A House in the Mountains PDF Author: Caroline Moorehead
Publisher: HarperCollins
ISBN: 0062686380
Category : History
Languages : en
Pages : 485

Book Description
"Dramatic, heartbreaking and sweeping in scope." —Wall Street Journal The acclaimed author of A Train in Winter returns with the "moving finale" (The Economist) of her Resistance Quartet—the powerful and inspiring true story of the women of the partisan resistance who fought against Italy’s fascist regime during World War II. In the late summer of 1943, when Italy broke with the Germans and joined the Allies after suffering catastrophic military losses, an Italian Resistance was born. Four young Piedmontese women—Ada, Frida, Silvia and Bianca—living secretly in the mountains surrounding Turin, risked their lives to overthrow Italy’s authoritarian government. They were among the thousands of Italians who joined the Partisan effort to help the Allies liberate their country from the German invaders and their Fascist collaborators. What made this partisan war all the more extraordinary was the number of women—like this brave quartet—who swelled its ranks. The bloody civil war that ensued pitted neighbor against neighbor, and revealed the best and worst in Italian society. The courage shown by the partisans was exemplary, and eventually bound them together into a coherent fighting force. But the death rattle of Mussolini’s two decades of Fascist rule—with its corruption, greed, and anti-Semitism—was unrelentingly violent and brutal. Drawing on a rich cache of previously untranslated sources, prize-winning historian Caroline Moorehead illuminates the experiences of Ada, Frida, Silvia, and Bianca to tell the little-known story of the women of the Italian partisan movement fighting for freedom against fascism in all its forms, while Europe collapsed in smoldering ruins around them.

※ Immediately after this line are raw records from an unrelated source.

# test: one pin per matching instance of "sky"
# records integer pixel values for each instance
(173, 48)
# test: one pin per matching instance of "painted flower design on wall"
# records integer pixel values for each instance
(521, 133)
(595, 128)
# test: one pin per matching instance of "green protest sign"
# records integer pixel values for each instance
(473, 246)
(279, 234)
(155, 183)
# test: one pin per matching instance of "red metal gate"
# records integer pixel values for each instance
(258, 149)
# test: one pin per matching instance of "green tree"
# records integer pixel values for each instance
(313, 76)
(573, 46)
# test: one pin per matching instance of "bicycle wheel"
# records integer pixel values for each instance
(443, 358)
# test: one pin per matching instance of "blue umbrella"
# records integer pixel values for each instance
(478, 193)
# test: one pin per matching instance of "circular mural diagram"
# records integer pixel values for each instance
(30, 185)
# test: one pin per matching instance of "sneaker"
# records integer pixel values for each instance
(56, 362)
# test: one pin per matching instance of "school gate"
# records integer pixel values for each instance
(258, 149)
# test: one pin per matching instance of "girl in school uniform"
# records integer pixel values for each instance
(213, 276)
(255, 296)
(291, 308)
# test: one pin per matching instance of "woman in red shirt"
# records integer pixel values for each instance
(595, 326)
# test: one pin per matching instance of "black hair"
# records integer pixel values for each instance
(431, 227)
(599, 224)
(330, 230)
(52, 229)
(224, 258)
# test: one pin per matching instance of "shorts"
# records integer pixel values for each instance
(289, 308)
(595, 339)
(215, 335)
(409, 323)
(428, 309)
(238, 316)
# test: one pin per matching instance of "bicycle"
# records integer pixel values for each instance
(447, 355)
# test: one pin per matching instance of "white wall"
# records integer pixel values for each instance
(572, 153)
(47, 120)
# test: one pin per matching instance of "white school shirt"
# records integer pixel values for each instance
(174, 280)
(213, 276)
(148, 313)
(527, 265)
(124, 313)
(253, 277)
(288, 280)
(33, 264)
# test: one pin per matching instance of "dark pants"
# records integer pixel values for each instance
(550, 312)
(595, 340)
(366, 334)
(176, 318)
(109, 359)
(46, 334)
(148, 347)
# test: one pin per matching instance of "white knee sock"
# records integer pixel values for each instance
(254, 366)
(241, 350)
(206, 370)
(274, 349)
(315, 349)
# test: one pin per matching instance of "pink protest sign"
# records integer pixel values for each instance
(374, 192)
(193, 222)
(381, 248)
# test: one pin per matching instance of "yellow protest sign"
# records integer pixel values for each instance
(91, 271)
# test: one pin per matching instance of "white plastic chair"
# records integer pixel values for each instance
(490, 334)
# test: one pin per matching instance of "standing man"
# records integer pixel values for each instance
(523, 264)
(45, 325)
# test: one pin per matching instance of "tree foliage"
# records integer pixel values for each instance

Mussolini Unleashed, 1939-1941

Mussolini Unleashed, 1939-1941 PDF Author: MacGregor Knox
Publisher: Cambridge University Press
ISBN: 9780521338356
Category : Biography & Autobiography
Languages : en
Pages : 404

Book Description
This book explores the motives, preparation, objectives, contact and consequences of Italy's war of 1940, which ended the country's role as a great power and reduced it to the status of first among Germany's satellites. What Professor Knox demonstrates is the limits of Mussolini's power. In particular, thanks to exhaustive research in the relevant archives, he has been able to throw important new light on Mussolini's relations with his military advisers and commanders.

Race in Post-Fascist Italy

Race in Post-Fascist Italy PDF Author: Silvana Patriarca
Publisher: Cambridge University Press
ISBN: 1108845908
Category : History
Languages : en
Pages : 221

Book Description
Explores the untold stories of biracial children born to Italian women and Black Allied soldiers in the aftermath of World War Two.